Orchestrators are complex and difficult to develop locally due to their complex trigger actions. To improve performance, invest in tools that allow for fast feedback loops, error identification, and a local environment that is developer friendly. Retry and fallback logic are essential for handling failures in a complex data stack, ensuring data integrity and system reliability. Idempotent pipelines set up scenarios for retrying operations or skipping and alerting the proper parties. Parameterized execution allows for more malleability in orchestration, allowing for multiple cases and reuse of pipelines. Lineage refers to the path traveled by data through its lifecycle, and a robust lineage solution is crucial for debugging issues and extending pipelines. Column-level lineage is becoming an industry norm in SQL orchestration, and platform-integrated orchestration solutions like Databricks Unity Catalog and Delta Live Tables offer advanced lineage capabilities. Pipeline decomposition breaks pipelines into smaller tasks for better monitoring, error handling, and scalability. Building autonomous DAGs can mitigate dependencies and critical failures, making it easier to build and debug workflows.

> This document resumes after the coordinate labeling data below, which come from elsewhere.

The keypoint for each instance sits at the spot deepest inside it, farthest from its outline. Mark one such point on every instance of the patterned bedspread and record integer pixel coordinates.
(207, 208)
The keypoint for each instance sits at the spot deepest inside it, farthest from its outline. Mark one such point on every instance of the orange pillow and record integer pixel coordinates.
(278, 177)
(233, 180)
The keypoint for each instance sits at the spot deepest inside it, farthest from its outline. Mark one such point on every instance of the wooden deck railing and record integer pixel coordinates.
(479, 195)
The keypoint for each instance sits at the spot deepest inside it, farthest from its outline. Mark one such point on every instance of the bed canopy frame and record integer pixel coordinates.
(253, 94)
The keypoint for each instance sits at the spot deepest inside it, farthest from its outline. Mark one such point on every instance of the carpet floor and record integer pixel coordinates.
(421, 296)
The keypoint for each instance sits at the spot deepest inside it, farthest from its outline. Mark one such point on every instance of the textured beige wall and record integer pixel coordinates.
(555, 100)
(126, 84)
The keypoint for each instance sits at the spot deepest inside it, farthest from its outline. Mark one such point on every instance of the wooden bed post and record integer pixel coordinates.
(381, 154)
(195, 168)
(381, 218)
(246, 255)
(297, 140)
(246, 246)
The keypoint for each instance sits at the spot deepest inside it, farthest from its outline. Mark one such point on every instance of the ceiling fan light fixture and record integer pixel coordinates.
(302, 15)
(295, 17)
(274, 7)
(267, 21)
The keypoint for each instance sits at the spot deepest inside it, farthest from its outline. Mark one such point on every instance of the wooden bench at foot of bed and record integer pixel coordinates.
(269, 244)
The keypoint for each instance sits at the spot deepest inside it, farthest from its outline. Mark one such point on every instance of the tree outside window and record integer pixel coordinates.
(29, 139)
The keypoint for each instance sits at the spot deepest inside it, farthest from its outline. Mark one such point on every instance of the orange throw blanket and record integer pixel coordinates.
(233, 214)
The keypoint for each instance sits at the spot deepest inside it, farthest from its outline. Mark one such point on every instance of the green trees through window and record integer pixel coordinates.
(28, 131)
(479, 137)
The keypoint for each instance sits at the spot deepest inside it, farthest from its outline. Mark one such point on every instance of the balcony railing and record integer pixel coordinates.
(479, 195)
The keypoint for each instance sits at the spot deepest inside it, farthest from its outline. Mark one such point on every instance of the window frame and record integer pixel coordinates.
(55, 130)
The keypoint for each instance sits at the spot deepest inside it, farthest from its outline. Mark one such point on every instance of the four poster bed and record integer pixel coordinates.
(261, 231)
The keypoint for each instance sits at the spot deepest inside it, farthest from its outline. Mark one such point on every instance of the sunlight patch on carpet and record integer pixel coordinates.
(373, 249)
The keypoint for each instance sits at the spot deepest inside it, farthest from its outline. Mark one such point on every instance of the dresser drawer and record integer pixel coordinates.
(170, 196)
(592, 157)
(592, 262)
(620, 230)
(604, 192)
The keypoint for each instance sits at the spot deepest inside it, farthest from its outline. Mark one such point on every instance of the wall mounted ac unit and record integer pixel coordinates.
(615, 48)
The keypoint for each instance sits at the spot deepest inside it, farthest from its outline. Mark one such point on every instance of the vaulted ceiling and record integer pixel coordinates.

The evolution of transformation tools, such as containerized infrastructure and hybrid tools like Prefect and Dagster, may change the landscape of data teams. These tools can save time and resources, enabling better observability and monitoring within data warehouses. Emerging tools like SQLMesh may challenge established players like dbt, while plug-and-play solutions like Databricks Workflows are becoming more appealing. These developments will enable data teams to deliver quality data in a timely and robust manner.

 The history of data engineering has evolved from big data frameworks like Hadoop and MapReduce to streamlined tools like Spark, Databricks, BigQuery, Redshift, Snowflake, Presto, Trino, and Athena. Cloud storage and transformation tools have made data more accessible, and lakehouses have offered a cost-efficient, unified option for managing data at scale. This evolution has led to a more accessible and efficient data management landscape.

Data transformation environments vary, with common environments being data warehouses, data lakes, and lakehouses. Data warehouses use SQL for transformation, while data lakes store large amounts of data economically. Lakehouses combine aspects of both, offering flexibility and cost-effectiveness. Databricks SQL is a serverless data warehouse that sits on the lakehouse platform. The choice between these environments depends on project needs, team expertise, and long-term data strategy.

Data staging is a crucial process in data transformation, often written in a temporary state to a suitable location, such as cloud storage or an intermediate table. Medallion architecture preserves data history and makes time travel possible. It comprises three distinct layers: Bronze for raw data, Silver for light transformation, and Gold for "clean" data. Bronze data is raw and unfiltered, Silver data is filtered, cleaned, and adjusted, and Gold data is stakeholder-ready and sometimes aggregated. This approach can be used in a lake or warehouse, breaking down each storage layer into discrete stages of data cleanliness.

Data transformation is largely influenced by the tools available, with Python being a popular choice in the digital era. Python's Pandas library is at its core, and it has evolved significantly in data processing. However, scaling Python for large datasets has been challenging, often requiring libraries like Dask and Ray. Python-based data processing is a renaissance, with Rust emerging. To transform data in Python, choose a suitable library and framework, such as Pandas or emerging libraries like Polars and DuckDB. SQL, a declarative language, can be used as a declarative or imperative language, but is limited by a lack of functionality. Languages like Jinja/Python and JavaScript often complement SQL workflows. Rust, a new transformation language, is considered the future of data engineering, but Python has a solid foothold due to its community support and library ecosystem.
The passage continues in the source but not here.